La bibliothèque libre.
Sauter à la navigation Sauter à la recherche
Le texte de cette page a été corrigé et est conforme au fac-similé.


Remarques.

1) Πτωϰοὶ εὐαγγελίζονται. Chez Luc et chez Matthieu, ces mots : « Et les pauvres apprennent leur bonheur » sont les derniers.

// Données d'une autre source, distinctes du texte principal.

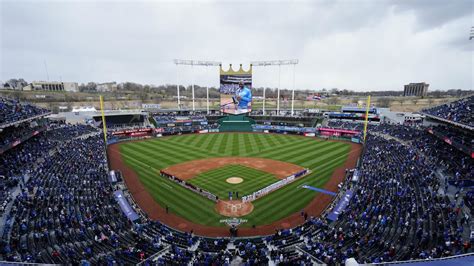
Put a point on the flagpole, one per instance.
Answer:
(366, 117)
(104, 126)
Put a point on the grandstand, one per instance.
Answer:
(408, 199)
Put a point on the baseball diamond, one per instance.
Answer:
(144, 159)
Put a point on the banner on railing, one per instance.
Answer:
(341, 206)
(125, 206)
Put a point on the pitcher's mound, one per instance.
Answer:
(234, 180)
(233, 208)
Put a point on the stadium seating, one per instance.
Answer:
(57, 206)
(12, 111)
(458, 111)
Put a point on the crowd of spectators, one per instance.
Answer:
(457, 164)
(463, 137)
(164, 118)
(13, 133)
(65, 211)
(12, 110)
(403, 132)
(396, 212)
(458, 111)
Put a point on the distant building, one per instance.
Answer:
(416, 89)
(51, 86)
(71, 86)
(107, 86)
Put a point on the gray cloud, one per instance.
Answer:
(356, 45)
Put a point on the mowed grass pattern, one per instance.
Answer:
(148, 157)
(214, 180)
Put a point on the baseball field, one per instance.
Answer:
(209, 161)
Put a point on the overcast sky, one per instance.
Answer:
(358, 45)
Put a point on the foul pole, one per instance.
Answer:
(103, 119)
(366, 117)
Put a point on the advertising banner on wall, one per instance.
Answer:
(236, 91)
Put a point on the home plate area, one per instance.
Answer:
(234, 180)
(233, 208)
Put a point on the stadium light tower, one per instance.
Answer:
(278, 63)
(191, 63)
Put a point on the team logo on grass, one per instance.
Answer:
(233, 221)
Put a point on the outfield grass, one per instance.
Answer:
(148, 157)
(214, 180)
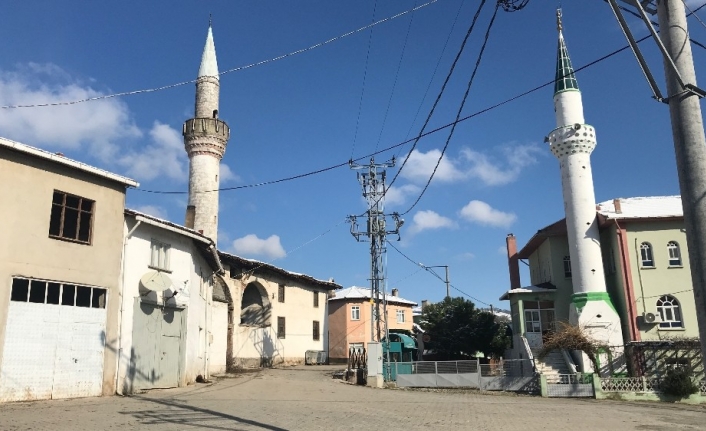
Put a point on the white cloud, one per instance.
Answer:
(398, 195)
(163, 157)
(227, 175)
(496, 173)
(421, 165)
(252, 245)
(152, 210)
(482, 213)
(98, 124)
(428, 220)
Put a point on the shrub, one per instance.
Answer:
(678, 382)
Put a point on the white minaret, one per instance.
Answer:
(572, 143)
(205, 140)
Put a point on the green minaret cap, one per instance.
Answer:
(565, 78)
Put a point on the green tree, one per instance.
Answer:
(458, 330)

Dans toutes les langues ces paroles sont traduites : « Et l’évangile est annoncé aux pauvres ». Le sens de cette traduction est presque exact mais la traduction elle-même ne l’est pas.

Luc, xvi, 16. Il est dit ἡ βασιλεΐα τοῦ Θεοῦ εὐαγγελίζεται, qu’il ne faut pas traduire : « l’évangile est annoncé », mais le royaume de Dieu est annoncé.

De sorte que, ici, les paroles : « l’évangile est annoncé aux pauvres », signifient : les pauvres recevront la nouvelle du bonheur ; et il faut traduire : les pauvres apprennent leur bonheur.

En outre ces paroles expriment la même chose que celles-ci : heureux les pauvres.

Chez Matthieu et chez Luc ces paroles sont les dernières, ce qui indique qu’elles sont les plus importantes. Et il ne faut pas oublier que tout ce qui suit ne fait que développer et expliquer cette pensée sur le bonheur des pauvres, opposés aux riches pharisiens et légistes.

2) Σϰανδαλίζειν ἐν τινί, signifie : être fâché contre quelqu’un, renier quelqu’un. (Matthieu, xiii, 57 ; xvii, 27 ; xxvi, 31.)